- Born: 26 January 2009 (age 17)

Gymnastics career
- Discipline: Rhythmic gymnastics
- Country represented: Estonia (2023-present)
- Medal record
Women's rhythmic gymnastics
Representing Estonia
European Cup
| Silver medal – second place | 2025 Baku | 5 Ribbons |

= Elys Kretelle Kukk =

Estonian rhythmic gymnast (born 2009)

Elys Kretelle Kukk (born 26 January 2009) is an Estonian rhythmic gymnast. She represents her country in international competitions as a member of the senior group.

== Career ==

=== Junior ===
In July 2023 Kukk was selected for the 2nd editions of the Junior World Championships in Cluj-Napoca as part of the national group. There, along Kamila Grigorenko, Nika Oborskaja, Polina Tubaleva and Meibel Kudak, she took 8th place in the All-Around, 7th with 5 balls and 11th with 5 ropes.

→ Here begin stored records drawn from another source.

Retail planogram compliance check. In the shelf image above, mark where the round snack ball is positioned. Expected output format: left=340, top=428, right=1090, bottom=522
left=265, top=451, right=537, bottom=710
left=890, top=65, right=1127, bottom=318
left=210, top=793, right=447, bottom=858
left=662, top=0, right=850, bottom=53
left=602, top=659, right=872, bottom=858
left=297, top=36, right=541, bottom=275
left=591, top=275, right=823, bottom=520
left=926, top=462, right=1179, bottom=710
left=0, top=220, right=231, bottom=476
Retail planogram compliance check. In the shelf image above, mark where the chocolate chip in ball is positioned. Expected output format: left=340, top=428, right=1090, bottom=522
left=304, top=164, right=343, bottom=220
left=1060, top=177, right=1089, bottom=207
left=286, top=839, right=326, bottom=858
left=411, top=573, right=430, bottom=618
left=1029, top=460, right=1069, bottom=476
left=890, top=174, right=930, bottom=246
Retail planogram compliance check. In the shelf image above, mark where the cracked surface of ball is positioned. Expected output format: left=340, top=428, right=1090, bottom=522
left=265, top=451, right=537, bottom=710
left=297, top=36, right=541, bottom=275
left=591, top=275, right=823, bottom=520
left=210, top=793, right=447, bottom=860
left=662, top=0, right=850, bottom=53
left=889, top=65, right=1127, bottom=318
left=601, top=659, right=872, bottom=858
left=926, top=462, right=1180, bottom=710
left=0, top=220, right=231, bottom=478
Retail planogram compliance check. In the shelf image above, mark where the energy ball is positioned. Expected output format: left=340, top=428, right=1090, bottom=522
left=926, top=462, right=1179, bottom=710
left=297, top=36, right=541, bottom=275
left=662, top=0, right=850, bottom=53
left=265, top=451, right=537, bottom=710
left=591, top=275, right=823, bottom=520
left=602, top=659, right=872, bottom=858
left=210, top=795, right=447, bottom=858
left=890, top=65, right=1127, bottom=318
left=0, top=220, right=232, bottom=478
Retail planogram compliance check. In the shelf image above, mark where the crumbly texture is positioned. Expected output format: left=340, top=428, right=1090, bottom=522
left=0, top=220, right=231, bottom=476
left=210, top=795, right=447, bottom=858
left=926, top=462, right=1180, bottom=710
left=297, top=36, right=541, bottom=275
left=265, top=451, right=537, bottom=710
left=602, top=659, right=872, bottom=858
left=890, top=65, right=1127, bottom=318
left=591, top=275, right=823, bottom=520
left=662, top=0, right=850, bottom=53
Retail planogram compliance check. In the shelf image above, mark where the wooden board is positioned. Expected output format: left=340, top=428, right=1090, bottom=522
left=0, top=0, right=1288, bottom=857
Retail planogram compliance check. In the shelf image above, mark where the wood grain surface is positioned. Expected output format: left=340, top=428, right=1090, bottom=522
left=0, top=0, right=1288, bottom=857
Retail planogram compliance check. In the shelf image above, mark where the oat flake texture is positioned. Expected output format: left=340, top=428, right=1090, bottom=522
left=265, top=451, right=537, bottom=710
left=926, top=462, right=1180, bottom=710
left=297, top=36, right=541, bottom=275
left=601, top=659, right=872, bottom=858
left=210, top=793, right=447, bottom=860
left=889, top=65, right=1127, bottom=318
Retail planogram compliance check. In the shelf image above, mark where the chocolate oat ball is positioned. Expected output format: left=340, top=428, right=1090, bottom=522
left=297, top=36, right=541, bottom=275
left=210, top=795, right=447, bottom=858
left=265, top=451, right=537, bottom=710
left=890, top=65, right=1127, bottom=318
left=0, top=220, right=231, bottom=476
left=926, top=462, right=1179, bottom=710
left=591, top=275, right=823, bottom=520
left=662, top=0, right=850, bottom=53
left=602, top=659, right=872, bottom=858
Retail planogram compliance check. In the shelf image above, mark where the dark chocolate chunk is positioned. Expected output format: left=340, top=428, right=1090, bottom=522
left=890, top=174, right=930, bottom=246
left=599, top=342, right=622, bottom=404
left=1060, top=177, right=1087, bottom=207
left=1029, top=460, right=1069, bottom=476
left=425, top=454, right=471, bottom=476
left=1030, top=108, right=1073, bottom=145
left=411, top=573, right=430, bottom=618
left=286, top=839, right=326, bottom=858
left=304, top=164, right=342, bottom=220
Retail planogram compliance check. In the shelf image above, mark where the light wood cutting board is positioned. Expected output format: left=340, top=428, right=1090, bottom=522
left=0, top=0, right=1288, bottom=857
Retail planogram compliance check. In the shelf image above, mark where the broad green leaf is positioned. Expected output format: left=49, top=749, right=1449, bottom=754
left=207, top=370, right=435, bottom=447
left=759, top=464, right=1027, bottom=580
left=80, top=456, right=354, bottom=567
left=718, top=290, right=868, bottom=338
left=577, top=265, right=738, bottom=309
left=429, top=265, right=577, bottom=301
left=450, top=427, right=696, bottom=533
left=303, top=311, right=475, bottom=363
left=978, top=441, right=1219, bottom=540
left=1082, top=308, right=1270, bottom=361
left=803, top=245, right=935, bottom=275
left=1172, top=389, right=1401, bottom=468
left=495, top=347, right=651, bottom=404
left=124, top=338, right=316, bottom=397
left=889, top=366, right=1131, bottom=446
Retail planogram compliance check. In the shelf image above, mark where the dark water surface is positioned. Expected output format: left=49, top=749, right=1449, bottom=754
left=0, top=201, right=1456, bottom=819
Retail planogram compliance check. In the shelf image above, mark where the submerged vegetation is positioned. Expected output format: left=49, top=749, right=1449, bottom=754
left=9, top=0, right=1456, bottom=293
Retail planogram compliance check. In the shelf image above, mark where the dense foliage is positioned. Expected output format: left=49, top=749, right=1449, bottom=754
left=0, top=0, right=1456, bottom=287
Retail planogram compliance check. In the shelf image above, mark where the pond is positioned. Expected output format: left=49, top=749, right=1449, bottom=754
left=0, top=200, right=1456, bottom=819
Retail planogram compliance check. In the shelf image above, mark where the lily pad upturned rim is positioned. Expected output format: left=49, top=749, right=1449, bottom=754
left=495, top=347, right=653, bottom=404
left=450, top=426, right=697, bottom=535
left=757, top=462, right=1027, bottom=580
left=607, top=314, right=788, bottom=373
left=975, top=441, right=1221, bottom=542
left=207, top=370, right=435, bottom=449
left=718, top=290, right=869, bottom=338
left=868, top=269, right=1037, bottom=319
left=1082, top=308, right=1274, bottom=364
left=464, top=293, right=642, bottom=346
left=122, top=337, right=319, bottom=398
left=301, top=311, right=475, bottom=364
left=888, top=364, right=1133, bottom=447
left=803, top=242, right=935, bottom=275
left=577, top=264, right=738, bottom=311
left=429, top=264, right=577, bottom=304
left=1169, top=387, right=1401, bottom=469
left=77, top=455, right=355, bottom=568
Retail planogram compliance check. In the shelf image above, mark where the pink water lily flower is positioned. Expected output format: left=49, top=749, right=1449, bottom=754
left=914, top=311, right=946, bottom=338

In 2024 she competed with ribbon at the European Championships in Budapest, being 5th in the final.

=== Senior ===
In 2025, with the start of a new Olympic cycle, she integrated the new Estonian senior group composed by her, Ksenja Ozigina (the only remaining gymnast from the previous group), Kamila Grigorenko, Nika Oborskaja, Polina Tubaleva and Johanna Simone Pertens. In April the group won two gold medals at the Grand Prix in Thiais. In early May they competed at the European Cup stage in Baku, winning silver with 5 ribbons. In June, Elis and her group competed at the 2025 European Championships in Tallinn, Estonia. They took 4th place in all-around and 3 balls + 2 hoops, and finished 5th in 5 ribbons. In August, she competed at the 2025 World Championships in Rio de Janeiro, Brazil, alongside Ester Kreitsman, Ksenja Ozigina, Johanna Simone Pertens, Polina Tubaleva and Valeria Valasevits. They were 12th in all-around and did not advance into apparatus finals.

In February 2026 she returned to the individual modality and debuted at the Miss Valentine tournament in Tartu. In April, she took 4th place in all-around at Estonian National Championships. She also won gold in hoop, silver in ball and bronze in clubs final.